Сильно испугавшись, Карлик Нос поставил клетку на землю. Гусыня посмотрела на него большими глупыми глазами и расплакалась.

   - Вот те раз!  - воскликнул Карлик Нос, - ужель Вы, Госпожа Гусыня, можете и говорить человеческим голосом? Вот уж не подумал бы! Но только не бойтесь! Кто знает жизнь, тот столь редкой птице шею не свернёт. Бьюсь об заклад, и перья вы не всегда носили. Мне и самому довелось побывать презренным бельчонком.

   - Ты прав, - отозвалась гусыня, - говоря, что не в этой постыдной тушке я родилась. Ах, не пели мне в моей колыбели, что я, Мими, дочь могущественного рода Веттербоков, так жалко кончу свои дни на герцогской кухне.

   - Не волнуйся, милая Мими,  - утешил её карлик, - я - малый честный, да ещё и унтеркухмистр Его Светлости, никто твою шею не тронет. Я построю Вам загон в своих покоях, корма у Вас будет вдосталь, а в своё свободное время буду Вас поддерживать беседой; остальным же людям с кухни скажу я, что специально для герцога я откармливаю гуся всевозможными особенным травами, - и как только предоставится возможность, отпущу Вас на свободу.

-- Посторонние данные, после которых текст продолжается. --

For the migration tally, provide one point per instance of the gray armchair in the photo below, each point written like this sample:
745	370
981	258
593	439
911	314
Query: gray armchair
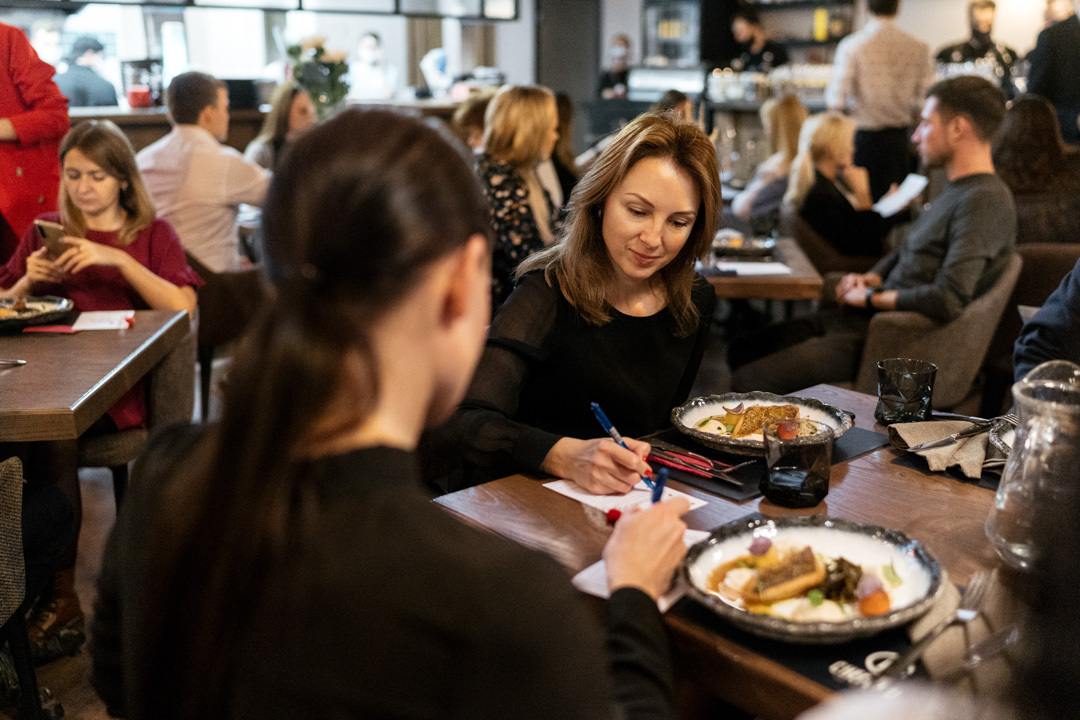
170	401
956	348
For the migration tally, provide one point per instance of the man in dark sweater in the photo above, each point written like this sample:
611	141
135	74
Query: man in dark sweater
954	253
1054	331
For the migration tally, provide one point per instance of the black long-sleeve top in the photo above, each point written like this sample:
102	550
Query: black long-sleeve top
544	365
834	217
1054	331
956	250
396	610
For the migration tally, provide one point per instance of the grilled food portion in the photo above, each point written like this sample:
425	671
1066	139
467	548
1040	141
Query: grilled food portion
755	417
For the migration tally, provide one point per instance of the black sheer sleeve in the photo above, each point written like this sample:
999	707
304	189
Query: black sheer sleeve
481	440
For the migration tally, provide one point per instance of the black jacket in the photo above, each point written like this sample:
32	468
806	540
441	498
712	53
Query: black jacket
1054	72
388	607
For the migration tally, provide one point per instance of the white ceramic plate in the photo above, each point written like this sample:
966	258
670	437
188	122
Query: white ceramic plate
687	416
862	544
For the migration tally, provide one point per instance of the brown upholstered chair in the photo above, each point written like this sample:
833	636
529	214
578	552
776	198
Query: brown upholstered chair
824	257
956	348
228	301
1044	266
170	401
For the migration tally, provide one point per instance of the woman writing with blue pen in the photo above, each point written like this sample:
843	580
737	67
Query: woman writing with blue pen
612	313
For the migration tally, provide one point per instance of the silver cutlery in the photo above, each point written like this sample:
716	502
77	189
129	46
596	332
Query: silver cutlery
988	649
970	606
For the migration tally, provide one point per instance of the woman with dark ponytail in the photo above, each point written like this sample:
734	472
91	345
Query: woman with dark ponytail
286	562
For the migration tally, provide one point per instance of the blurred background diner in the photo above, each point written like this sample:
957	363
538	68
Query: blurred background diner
811	111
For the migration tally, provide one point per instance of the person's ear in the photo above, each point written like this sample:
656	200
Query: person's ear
471	268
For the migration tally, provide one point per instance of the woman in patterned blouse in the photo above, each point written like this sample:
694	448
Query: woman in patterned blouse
522	126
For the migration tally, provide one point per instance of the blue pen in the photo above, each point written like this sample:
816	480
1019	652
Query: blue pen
658	491
609	429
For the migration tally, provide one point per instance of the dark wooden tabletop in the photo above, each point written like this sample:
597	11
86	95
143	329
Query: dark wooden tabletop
70	380
804	283
880	488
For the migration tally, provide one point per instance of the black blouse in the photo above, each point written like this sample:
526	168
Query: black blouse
391	608
848	230
544	365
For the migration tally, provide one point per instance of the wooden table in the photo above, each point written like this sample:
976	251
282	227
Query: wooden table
805	283
70	380
945	515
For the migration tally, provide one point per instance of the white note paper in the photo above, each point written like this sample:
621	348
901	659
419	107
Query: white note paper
909	189
639	497
104	320
593	579
755	268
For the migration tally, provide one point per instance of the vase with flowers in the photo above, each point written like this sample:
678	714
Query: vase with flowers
322	71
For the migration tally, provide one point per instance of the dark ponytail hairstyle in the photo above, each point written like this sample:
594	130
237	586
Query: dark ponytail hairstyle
358	209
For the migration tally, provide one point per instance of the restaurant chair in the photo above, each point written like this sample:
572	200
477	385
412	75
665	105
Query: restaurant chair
228	301
13	589
821	253
1045	265
956	348
170	401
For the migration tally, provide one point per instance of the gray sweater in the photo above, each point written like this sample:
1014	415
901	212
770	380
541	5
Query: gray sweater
956	250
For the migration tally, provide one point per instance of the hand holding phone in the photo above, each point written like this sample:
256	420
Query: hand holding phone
52	238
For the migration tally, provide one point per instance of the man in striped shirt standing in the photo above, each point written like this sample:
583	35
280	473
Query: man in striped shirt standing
880	77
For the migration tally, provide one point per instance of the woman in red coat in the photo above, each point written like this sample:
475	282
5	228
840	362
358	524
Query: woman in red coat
32	120
120	256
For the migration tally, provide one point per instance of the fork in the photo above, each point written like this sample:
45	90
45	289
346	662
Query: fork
971	603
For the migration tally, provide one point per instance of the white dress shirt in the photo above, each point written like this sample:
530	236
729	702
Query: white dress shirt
198	185
880	76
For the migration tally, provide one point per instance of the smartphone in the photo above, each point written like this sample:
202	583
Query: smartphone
51	234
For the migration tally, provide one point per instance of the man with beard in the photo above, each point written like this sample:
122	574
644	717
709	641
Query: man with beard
954	253
981	45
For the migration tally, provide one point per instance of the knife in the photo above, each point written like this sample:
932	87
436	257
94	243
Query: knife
968	432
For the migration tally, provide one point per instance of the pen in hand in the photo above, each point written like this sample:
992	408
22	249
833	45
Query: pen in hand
658	490
609	429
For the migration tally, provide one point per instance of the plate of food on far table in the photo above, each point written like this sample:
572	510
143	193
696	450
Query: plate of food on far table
812	580
16	313
732	422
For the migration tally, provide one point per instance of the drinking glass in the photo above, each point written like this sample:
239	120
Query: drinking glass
1041	470
796	467
905	390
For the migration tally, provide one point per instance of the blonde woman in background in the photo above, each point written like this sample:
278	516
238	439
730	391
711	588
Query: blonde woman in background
292	112
521	127
782	120
829	192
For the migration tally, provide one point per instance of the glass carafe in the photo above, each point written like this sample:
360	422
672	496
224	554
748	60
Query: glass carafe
1043	465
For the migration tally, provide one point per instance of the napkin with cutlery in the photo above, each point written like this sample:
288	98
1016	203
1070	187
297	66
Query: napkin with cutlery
969	453
947	653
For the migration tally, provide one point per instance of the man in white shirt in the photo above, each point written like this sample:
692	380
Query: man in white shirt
880	77
197	182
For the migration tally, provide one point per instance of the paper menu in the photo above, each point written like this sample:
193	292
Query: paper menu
909	189
104	320
593	579
639	497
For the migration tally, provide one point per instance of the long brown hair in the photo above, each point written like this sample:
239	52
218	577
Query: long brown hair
580	259
108	148
1029	152
352	220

   Гусыня благодарила его со слезами; а карлик, как и обещал, выпотрошил только двух остальных гусей. Для Мими он построил собственный загон под предлогом того, что готовит её герцогу в качестве особого блюда. Только он не кормил её гусиным кормом, а носил ей выпечку и сладкие блюда.

   В каждую свободную минуту шёл он к ней, себя занять, да и её утешить. Она же со своей стороны рассказала свою историю, и таким образом он узнал, что гусыня была дочкой волшебника Виттерброка, что жил на острове Готланд. Довелось ему вступить в бой со старой феей и лишь хитростью она его одолела, а её из мести превратила в гусыню и перенесла сюда. После того, как Карлик Нос рассказал свою историю, и, выслушав, Мими сказала:

   - А я ведь не желторотик в подобных загадка. Мой отец дал мне с сестрой много наставления, столько, сколько смог рассказать. История о споре у корзины с ароматными травами, твоим внезапным превращение, когда ты понюхал ту травку, а также нескольких словах старухи, которую ты мне поведал, свидетельствуют мне, что ты был заколдован с помощью травы, с если найдёшь ты ту траву, которой фея удумала тебя околдовать, так, может быть, и спадёт заклятье.

   То было небольшое утешение для карлика, да только где ему найти ту траву? Но он её поблагодарил стала прорастать в нём новая надежда.

   А в это время герцог удостоился визита одного из соседствующих князей, своего друга. Он приказал своему карлику явиться перед ним и сказал ему:

   - Вот и пришло время показать, что ты являешься истинным мастером. Князь, что приедет ко мне погостить - большой знаток тонкой кухни и мудрый человек. Теперь позаботиться о том, чтобы мой стол был настолько люб, чтобы все постоянно удивлялись тому всё больше и больше. Но не позволено тебе под страхом моей немилости одно и то же блюдо подавать дважды покуда он здесь. Позволяю тебе требовать у моего казначея всё, что для этого необходимо.  Даже если тебе придётся замешивать смалец из золота и бриллиантов, мы не должны упасть в грязь лицом. И лучше мне стать бедняком, чем краснеть перед князем.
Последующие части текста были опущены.